Cees Dekker's protein sequencing paper

Cees Dekker’s group recently published progress toward nanopore protein sequencing. The work addresses one of the fundamental issues in nanopore protein sequencing, controlling the translocation speed.

Without this, peptides translocate too quickly for individual amino acids to be detected (for more context on this see the Dreampore post). As there are no established techniques for controlling peptide translocation the Dekker approach links a peptide to a DNA molecule. This allows motion control techniques established for DNA sequencing to be applied to protein sequencing.

Specifically, they us a DNA helicase to pull DNA (and the linked peptide) through an MspA nanopore:

In the paper they only use negatively charged peptides. This means the construct as a whole has a negative charge, and is pulled through the pore under the bias voltage. The Helicase works in the opposite direction, pulling the conjugate back through the pore.

From example traces, translocation seems to take ~3 seconds. The peptide is 12 amino acids, so this is ~250ms per amino acid. Eyeballing the traces, I suspect we’re seeing roughly 10pA between the highest and lowest current blockages (it’s not obvious because they’re using scaled units):

They have looked at various peptides showing single amino acid differences. From the consensus trace you can see that, as in nanopore DNA sequencing, single amino acid change effects multiple positions:

Conservatively, the single amino acid change contributes to differences in at least 3 steps of the trace. When building out a complete platform we can expect >8000 different current levels, over what we assume will be a 10pA range, ~0.001pA (1fA) between states. This is similar to what we saw with Dreampore.

The advantage here, is that the translocation is far slower. Sampling (or averaging to) 10Hz might be enough to get you near the femtoamp resolution you need differentiate between states. So, by using a HMM (or a ML approach) to use information from adjacent states it feels like you might be in the right ballpark.

Dekker’s team also have a method that allows each peptide to be observed multiple times. Mostly this is likely to help resolve missing/duplicated states, but it may also help with resolving state levels.

In terms of throughput, if we imagine running this on a Minion we’d be looking at a sequencing speed of ~128 AAs a second (512 pores, always active).
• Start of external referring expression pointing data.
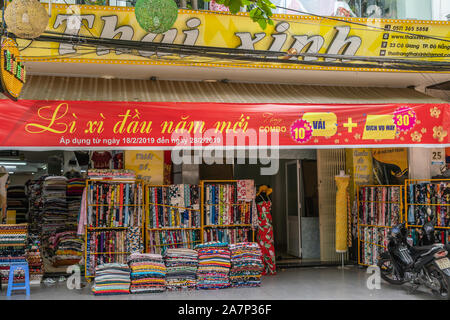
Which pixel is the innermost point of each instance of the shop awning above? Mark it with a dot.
(98, 89)
(76, 113)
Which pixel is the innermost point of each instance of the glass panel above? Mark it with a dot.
(292, 189)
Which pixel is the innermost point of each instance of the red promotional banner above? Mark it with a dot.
(91, 124)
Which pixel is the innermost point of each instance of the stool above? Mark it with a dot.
(18, 286)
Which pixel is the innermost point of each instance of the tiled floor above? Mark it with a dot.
(303, 283)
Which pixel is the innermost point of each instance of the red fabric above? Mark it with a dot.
(36, 123)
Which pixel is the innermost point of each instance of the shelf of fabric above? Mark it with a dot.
(171, 244)
(115, 219)
(424, 196)
(172, 217)
(227, 226)
(223, 206)
(380, 207)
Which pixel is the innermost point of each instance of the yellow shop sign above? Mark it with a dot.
(306, 34)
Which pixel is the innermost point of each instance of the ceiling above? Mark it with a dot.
(256, 75)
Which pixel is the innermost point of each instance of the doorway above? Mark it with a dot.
(294, 200)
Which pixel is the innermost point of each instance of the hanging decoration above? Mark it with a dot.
(26, 18)
(156, 16)
(342, 182)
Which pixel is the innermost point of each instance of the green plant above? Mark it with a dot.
(261, 9)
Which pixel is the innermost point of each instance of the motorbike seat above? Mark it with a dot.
(423, 249)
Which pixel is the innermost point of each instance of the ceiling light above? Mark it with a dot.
(4, 163)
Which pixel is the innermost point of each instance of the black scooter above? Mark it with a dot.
(419, 265)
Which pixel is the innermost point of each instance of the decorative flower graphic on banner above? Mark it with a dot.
(301, 131)
(404, 118)
(435, 112)
(439, 133)
(416, 136)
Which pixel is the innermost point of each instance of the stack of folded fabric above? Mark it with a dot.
(111, 279)
(55, 204)
(74, 193)
(181, 268)
(13, 238)
(148, 273)
(214, 264)
(246, 264)
(66, 248)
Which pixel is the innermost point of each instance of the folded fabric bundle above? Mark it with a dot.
(181, 267)
(111, 279)
(13, 239)
(214, 264)
(246, 264)
(148, 273)
(66, 248)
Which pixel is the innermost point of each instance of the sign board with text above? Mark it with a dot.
(164, 125)
(307, 34)
(12, 71)
(148, 165)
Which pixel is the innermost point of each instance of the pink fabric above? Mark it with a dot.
(82, 220)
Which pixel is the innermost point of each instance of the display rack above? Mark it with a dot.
(242, 206)
(130, 214)
(162, 235)
(377, 215)
(423, 194)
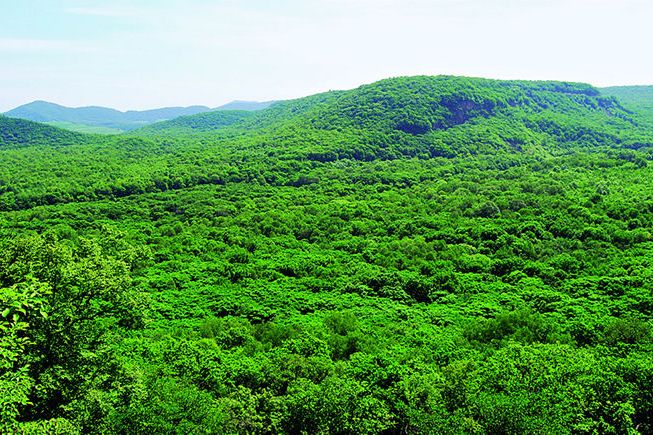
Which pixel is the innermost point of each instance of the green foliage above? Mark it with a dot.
(419, 255)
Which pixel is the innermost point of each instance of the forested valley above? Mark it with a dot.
(417, 255)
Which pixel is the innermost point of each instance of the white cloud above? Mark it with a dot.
(109, 11)
(23, 45)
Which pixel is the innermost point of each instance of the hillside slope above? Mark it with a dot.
(22, 133)
(442, 116)
(418, 255)
(42, 111)
(201, 123)
(636, 98)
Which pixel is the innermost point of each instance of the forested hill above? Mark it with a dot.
(43, 111)
(22, 133)
(423, 117)
(434, 116)
(636, 98)
(201, 123)
(418, 255)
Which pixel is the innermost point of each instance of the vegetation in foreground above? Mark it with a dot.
(420, 255)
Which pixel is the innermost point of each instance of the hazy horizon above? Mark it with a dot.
(145, 54)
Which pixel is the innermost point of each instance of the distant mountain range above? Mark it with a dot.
(95, 119)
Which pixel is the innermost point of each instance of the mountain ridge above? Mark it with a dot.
(109, 118)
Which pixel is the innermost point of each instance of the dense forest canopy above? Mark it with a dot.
(417, 255)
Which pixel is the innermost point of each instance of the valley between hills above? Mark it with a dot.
(429, 254)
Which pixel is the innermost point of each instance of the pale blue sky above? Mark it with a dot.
(137, 54)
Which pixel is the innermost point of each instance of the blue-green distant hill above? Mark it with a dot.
(95, 119)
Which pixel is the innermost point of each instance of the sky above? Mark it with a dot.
(140, 54)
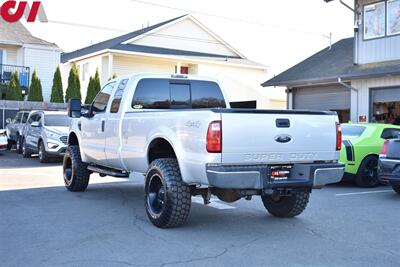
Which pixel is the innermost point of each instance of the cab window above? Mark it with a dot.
(101, 100)
(390, 133)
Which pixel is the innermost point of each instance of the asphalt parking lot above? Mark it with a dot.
(43, 224)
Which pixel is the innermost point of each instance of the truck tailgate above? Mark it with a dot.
(281, 137)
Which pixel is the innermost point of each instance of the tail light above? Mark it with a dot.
(214, 137)
(384, 148)
(338, 137)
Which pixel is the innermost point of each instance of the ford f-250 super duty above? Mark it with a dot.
(180, 133)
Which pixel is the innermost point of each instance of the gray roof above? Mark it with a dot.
(330, 64)
(16, 34)
(116, 44)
Assuming we want a depth of 10 billion proteins (as suggested by Nautilus and others) and that we need 12mers to give a reasonable protein alignment/signal. Running the numbers suggests we’d be looking at ~180 days to sequence to this depth.

Beyond potential throughput issues it’s not clear what will happen when you look at positively charged amino acids, this feels like it could be pretty problematic.

A further complication is that the paper uses “the mutant nanopore M2 MspA” this is likely covered by US8673550B2 which Illumina appears to have exclusive rights to.

Overall there’s clearly a lot to be done in order to build a working protein nanopore protein sequencing platform. But this is a fairly promising development.